While applying the MC method to the post-filtered OSEM images also improved sensitivity without increasing its relatively large CST, we do not present these results here since similar sensitivities were achieved with lower CST and better parametric accuracy when using the MC-sensitivity. Instead of trying to improve the sensitivity through image blurring and thus sacrificing parametric accuracy, the MC method replaces the standard F-test-based significance thresholding and does not modify the denoised TACs—preserving the initial quality of the images.

The MC method can be likened to applying a spatial filter to the binary significance mask, though the kernel would be unique for each voxel, taking into account both the local parity and the global adherence to a correct F-distribution for all baseline voxels; simply filtering the binary significance mask would also improve sensitivity but simultaneously increase CST by isotropically increasing the size of both true clusters and false positive clusters, whereas the MC method will only probabilistically increase cluster size if the global deviation from a true F-distribution suggests a subset of false negative voxels exists in that region. This explains why the MC methods are able to achieve higher sensitivity and lower CST than the standard methods.

The assumption that the true baseline voxels should follow an F-distribution—incorporated into the cost function of the MC algorithm—is borne out in our simulations: a histogram of the known baseline voxels in Figure 1(a) follows the theoretical distribution closely. The F-test assumes normality in the weighted residuals. The noise in PET is Poisson in the sinogram domain, but after reconstruction and post-processing, the temporal noise in the TACs is approximately Gaussian. True release voxels will not follow an F-distribution, since they tend to violate the null hypothesis of the F-test. However, when the ground truth is unknown, release voxels with F-values below the significance threshold or part of a cluster with a size below the CST (i.e. false negatives) are added to the set of true baseline voxels, distorting the F-distribution. The MC method then aims to remove as many false negatives as possible, so that the set of remaining baseline-classified voxels follows an F-distribution.

False negatives exist primarily due to noise in the voxel TACs; the DA-induced change in the TAC is comparable to the noise level (Figure 1(c)), making detection difficult. This problem is exacerbated by PVE, which mixes the temporal patterns of release and baseline voxels to decrease the observed DA-induced change, ultimately reducing sensitivity. Evidence for this claim and a general discussion of the PVE-sensitivity relationship can be found in the Supplementary Information.

Parametric thresholding

To enhance cluster-level estimates of release dynamics, we also suggested a voxelwise parametric thresholding that excludes detected voxels in a cluster having timing parameters significantly deviating from the local neighbourhood mean. The subset of surviving voxels was shown to be a more parametrically accurate sample to calculate $B P_{N D} (t)$ and $DAR (t)$ —useful metrics for quantifying the system response to a DA-inducing stimulus or intervention. As well, in human data, the parametric threshold was able to separate nearby clusters with different dynamics that were initially detected as a single cluster.

Improved simulation methodology

When performing this study, we also made an important methodological observation that is extendable to other simulation studies: while designing our simulations, we demonstrated that not including the effects of attenuation, normalization, and reconstruction in the simulation resulted in a significantly decreased estimate of the CST and an increased estimate of sensitivity when compared to previous simulations that just add Gaussian noise.^4,5 Therefore, simulations that do not include these effects may overestimate image quality and the predictive power of a given analysis algorithm when applied to real data.

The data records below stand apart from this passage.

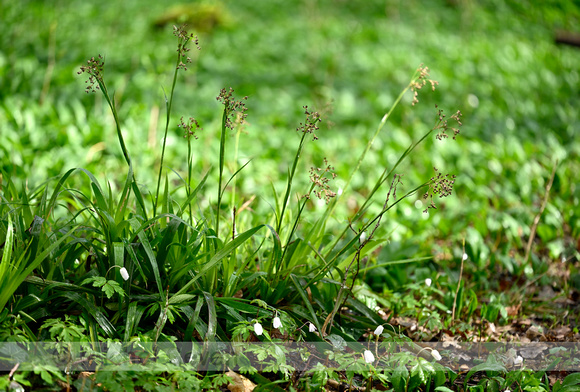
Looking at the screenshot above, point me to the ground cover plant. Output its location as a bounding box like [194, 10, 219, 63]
[0, 2, 579, 390]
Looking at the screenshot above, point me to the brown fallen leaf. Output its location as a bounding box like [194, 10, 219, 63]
[226, 370, 256, 392]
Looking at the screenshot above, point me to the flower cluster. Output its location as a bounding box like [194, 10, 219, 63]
[173, 25, 201, 71]
[178, 117, 202, 139]
[411, 64, 439, 106]
[216, 87, 248, 130]
[304, 158, 336, 204]
[77, 55, 105, 93]
[296, 106, 322, 140]
[423, 167, 456, 213]
[433, 105, 463, 140]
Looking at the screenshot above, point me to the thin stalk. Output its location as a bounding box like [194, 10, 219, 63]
[329, 72, 418, 216]
[270, 184, 314, 278]
[276, 132, 306, 235]
[153, 51, 181, 216]
[215, 106, 228, 236]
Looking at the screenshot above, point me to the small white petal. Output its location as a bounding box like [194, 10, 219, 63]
[120, 267, 129, 280]
[363, 350, 375, 363]
[431, 350, 443, 361]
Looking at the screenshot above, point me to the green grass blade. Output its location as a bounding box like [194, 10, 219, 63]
[59, 291, 117, 337]
[0, 226, 79, 313]
[290, 274, 321, 331]
[177, 225, 271, 294]
[124, 302, 145, 342]
[129, 218, 165, 300]
[0, 213, 17, 286]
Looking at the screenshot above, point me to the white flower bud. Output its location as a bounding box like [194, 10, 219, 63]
[120, 267, 129, 280]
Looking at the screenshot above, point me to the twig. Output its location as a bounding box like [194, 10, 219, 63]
[451, 237, 467, 325]
[320, 174, 401, 336]
[524, 159, 558, 264]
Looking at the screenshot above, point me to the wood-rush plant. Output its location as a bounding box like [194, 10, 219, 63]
[0, 23, 461, 388]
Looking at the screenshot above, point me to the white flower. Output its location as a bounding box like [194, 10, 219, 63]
[431, 350, 443, 361]
[363, 350, 375, 363]
[120, 267, 129, 280]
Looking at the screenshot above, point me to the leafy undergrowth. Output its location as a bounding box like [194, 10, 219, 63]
[0, 2, 580, 392]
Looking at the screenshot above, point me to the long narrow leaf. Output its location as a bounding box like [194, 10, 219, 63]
[0, 226, 79, 313]
[129, 218, 165, 300]
[176, 225, 272, 294]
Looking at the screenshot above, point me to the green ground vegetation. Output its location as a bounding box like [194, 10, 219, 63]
[0, 0, 580, 391]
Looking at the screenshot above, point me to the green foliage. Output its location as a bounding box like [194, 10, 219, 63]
[0, 0, 580, 391]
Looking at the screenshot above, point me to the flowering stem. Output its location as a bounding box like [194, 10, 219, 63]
[153, 51, 181, 216]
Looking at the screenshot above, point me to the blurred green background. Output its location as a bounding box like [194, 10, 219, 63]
[0, 0, 580, 284]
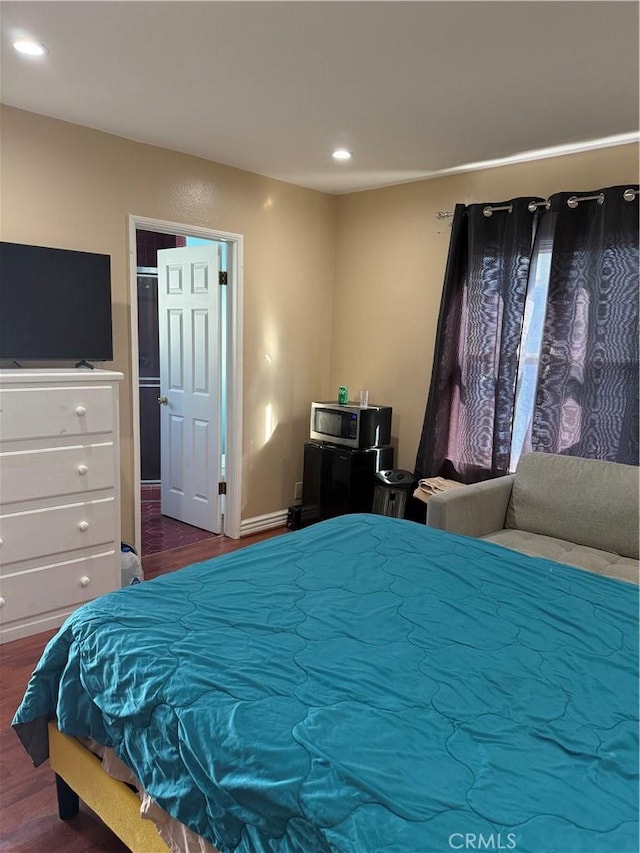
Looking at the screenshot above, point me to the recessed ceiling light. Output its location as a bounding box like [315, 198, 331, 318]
[13, 39, 47, 56]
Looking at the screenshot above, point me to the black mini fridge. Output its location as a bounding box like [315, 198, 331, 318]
[301, 441, 393, 525]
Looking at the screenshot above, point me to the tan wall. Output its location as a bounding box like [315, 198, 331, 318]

Application to a human dataset

Applying these methods to a human scan with a gambling task as the stimulus, SM-sensitivity and the MC methods are able to detect several clusters of DA release in the striatum, though the former cannot parametrically distinguish some of these clusters; its large spatial kernel homogenizes neighbouring TACs and thus subtle parametric differences in magnitude and timing cannot be resolved. MC-sensitivity also merges two clusters found separately in MC-CST, but because both methods use the same initial images, either: (i) the two clusters are indeed one, and the lower sensitivity of MC-CST results in the single cluster being divided in two; or (ii) the two clusters are indeed unique, and this is an example of over-clustering in MC-sensitivity. However, the two clusters found by MC-CST are similar parametrically to each other and to the single cluster found by MC-sensitivity. Therefore, subsequent analysis using either method would be similar.

Other applications

Within the realm of existing applications of lp-ntPET, it may be possible to speculate that the proposed method may be more sensitive in detecting task-related differences in DA release dynamics between subject populations, such as the proposed preliminary finding related to the existence of loci of faster responses to smoking in women than men in dorsal putamen.¹⁴

More generally however, while the theory presented in this work was tailored to detecting DA release, the mathematics of the MC approach can be adapted to any voxelwise binary classification method constrained by a statistical distribution. For instance, the F-test approach here could be extended to other tracers where nested models are compared to determine physiological responses or to fMRI analysis where “activated” voxels are determined through t- or z-tests.

Limitations

In constructing our simulated dataset, we used the lp-ntPET model itself to compute the noiseless release TACs, whereas more sophisticated models exist to describe the relationship between elevations in DA concentration and the resulting perturbations to the RAC TACs.³⁰ We decided to use the simpler lp-ntPET model in order to have direct knowledge of the ground truth $γ$ values to assess the parametric accuracy through $B P_{N D} (t)$ and $DAR (t)$ ; the relationship between $γ$ and the elevated DA concentrations in the more complex models is difficult to robustly quantify.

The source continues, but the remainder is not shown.